A new week at CrossFit ATP means new opportunities to get better, push harder, and grow stronger. On Monday, we’ll kick off Murph Prep—bring your weighted vest if you’re ready for the extra challenge. Tuesday brings a mix of burpees to a target and single unders, a combo sure to elevate your heart rate. Wednesday's 12:00 AMRAP is designed for nonstop movement, while Thursday will test your midline endurance with a similar pacing style. Friday delivers a fun and strategic challenge with descending reps and rising weights and box heights. We’ll finish the week strong with Saturday’s fast-paced partner AMRAPs—sync up, go hard, and enjoy the grind together!
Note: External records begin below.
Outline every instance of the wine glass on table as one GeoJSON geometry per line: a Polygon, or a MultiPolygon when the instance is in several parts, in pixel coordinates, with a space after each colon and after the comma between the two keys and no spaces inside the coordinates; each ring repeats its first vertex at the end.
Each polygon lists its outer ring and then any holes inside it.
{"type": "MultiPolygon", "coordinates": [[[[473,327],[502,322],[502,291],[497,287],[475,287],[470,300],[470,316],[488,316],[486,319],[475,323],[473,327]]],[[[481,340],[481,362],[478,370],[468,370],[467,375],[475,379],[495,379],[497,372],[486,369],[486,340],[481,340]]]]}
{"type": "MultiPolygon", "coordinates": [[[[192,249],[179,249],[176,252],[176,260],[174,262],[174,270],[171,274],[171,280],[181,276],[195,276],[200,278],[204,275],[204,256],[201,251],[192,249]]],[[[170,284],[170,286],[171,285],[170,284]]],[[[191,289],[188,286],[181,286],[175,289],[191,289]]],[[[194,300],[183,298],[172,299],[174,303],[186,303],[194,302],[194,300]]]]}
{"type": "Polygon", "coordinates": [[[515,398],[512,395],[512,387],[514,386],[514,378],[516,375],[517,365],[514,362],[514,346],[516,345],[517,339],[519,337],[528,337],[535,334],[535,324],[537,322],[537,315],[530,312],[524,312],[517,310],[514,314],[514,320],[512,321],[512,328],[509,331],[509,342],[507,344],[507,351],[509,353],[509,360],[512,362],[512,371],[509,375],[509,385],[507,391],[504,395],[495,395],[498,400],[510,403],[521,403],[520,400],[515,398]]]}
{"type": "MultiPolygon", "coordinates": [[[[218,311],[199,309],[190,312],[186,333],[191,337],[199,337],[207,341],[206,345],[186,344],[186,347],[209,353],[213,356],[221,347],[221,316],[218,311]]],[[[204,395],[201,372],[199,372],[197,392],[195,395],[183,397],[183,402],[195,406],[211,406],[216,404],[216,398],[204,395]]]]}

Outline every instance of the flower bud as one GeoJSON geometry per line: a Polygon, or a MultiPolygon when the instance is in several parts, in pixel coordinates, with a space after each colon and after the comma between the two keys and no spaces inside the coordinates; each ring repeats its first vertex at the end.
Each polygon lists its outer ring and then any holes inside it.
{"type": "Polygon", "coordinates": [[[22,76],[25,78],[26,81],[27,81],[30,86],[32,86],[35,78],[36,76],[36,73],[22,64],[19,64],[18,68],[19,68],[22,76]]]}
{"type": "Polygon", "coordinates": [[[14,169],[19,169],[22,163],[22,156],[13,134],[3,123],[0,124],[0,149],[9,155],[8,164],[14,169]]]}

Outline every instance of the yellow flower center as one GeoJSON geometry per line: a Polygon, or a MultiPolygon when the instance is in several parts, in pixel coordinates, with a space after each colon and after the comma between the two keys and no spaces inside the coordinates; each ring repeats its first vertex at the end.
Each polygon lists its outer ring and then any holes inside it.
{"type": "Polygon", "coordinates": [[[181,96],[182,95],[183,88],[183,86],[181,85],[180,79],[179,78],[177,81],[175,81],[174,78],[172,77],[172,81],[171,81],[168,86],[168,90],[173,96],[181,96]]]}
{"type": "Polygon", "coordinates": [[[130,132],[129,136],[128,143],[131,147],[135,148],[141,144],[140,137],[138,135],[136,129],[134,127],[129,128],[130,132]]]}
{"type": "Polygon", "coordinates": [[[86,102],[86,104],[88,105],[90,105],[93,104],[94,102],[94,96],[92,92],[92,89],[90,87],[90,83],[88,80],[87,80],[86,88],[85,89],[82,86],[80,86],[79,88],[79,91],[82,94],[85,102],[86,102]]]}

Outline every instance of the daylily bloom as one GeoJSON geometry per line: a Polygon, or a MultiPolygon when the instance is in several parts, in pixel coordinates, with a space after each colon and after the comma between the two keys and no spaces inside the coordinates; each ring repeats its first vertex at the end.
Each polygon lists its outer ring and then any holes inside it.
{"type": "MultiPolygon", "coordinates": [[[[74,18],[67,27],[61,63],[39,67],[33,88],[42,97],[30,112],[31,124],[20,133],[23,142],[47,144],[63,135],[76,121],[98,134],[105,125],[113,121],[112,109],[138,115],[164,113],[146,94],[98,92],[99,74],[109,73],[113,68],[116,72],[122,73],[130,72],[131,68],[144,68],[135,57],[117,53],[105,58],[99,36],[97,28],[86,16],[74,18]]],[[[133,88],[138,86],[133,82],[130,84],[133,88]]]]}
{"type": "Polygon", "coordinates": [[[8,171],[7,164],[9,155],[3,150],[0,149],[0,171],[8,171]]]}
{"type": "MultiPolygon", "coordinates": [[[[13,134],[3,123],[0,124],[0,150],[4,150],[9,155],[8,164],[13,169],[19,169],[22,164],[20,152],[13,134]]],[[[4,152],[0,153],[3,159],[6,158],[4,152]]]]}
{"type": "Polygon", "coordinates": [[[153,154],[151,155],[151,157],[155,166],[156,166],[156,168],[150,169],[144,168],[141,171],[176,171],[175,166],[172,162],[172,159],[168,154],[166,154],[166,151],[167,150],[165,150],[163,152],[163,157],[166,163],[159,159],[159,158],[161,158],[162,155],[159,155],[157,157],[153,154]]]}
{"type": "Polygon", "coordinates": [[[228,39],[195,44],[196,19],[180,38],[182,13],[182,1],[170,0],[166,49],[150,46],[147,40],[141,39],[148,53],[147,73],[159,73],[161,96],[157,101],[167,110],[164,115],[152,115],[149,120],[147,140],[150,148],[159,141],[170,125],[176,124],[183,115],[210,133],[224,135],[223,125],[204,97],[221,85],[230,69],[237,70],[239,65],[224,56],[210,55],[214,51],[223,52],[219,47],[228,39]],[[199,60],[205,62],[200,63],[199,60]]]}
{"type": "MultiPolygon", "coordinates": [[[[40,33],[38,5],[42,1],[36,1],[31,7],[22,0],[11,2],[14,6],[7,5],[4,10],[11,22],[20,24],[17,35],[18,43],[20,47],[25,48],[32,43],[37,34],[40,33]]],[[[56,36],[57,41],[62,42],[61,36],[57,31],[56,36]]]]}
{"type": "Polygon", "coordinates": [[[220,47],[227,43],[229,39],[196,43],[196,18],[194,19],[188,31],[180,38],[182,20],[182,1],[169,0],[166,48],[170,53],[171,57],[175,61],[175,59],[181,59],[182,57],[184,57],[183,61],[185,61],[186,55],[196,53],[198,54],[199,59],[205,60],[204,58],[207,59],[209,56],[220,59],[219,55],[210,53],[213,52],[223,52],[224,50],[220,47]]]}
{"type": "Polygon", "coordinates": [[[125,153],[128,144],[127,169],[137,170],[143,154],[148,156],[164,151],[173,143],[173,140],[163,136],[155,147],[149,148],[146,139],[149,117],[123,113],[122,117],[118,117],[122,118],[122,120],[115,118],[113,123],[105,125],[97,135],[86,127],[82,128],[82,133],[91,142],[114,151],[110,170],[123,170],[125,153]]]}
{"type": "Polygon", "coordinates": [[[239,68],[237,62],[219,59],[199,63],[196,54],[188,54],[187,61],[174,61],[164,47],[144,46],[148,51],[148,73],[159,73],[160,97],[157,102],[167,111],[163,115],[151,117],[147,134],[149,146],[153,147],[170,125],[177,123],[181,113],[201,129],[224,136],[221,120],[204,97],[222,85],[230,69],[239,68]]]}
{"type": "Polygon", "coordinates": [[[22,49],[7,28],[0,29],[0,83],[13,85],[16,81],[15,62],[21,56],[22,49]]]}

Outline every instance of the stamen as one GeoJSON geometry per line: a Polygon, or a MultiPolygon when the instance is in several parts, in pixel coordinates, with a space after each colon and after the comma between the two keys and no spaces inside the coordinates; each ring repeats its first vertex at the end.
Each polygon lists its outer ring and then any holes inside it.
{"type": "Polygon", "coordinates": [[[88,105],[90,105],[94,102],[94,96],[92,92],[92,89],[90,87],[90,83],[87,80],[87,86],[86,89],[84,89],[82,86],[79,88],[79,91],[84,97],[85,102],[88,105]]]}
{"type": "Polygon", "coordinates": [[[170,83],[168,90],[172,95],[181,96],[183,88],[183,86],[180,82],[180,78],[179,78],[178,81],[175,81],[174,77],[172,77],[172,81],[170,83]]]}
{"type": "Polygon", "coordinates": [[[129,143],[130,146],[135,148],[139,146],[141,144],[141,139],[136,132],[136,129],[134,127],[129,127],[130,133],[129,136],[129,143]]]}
Open Gym Times this Week | Thursday 6:30 pm, Saturday 11 am - 12 pm and Sunday 10:30 am - 12:30 pm
Committed Club - Make it to 16 classes this month to earn your spot in the club + a sticker!
EVENTS:
May 26th 9 AM- Memorial Day Murph (PRE-SALE T-SHIRTS ON THE APP)
June 7th 10 AM - CrossFit Total Test (putting our all hard work over the months of Mar, Apr, and May to the test)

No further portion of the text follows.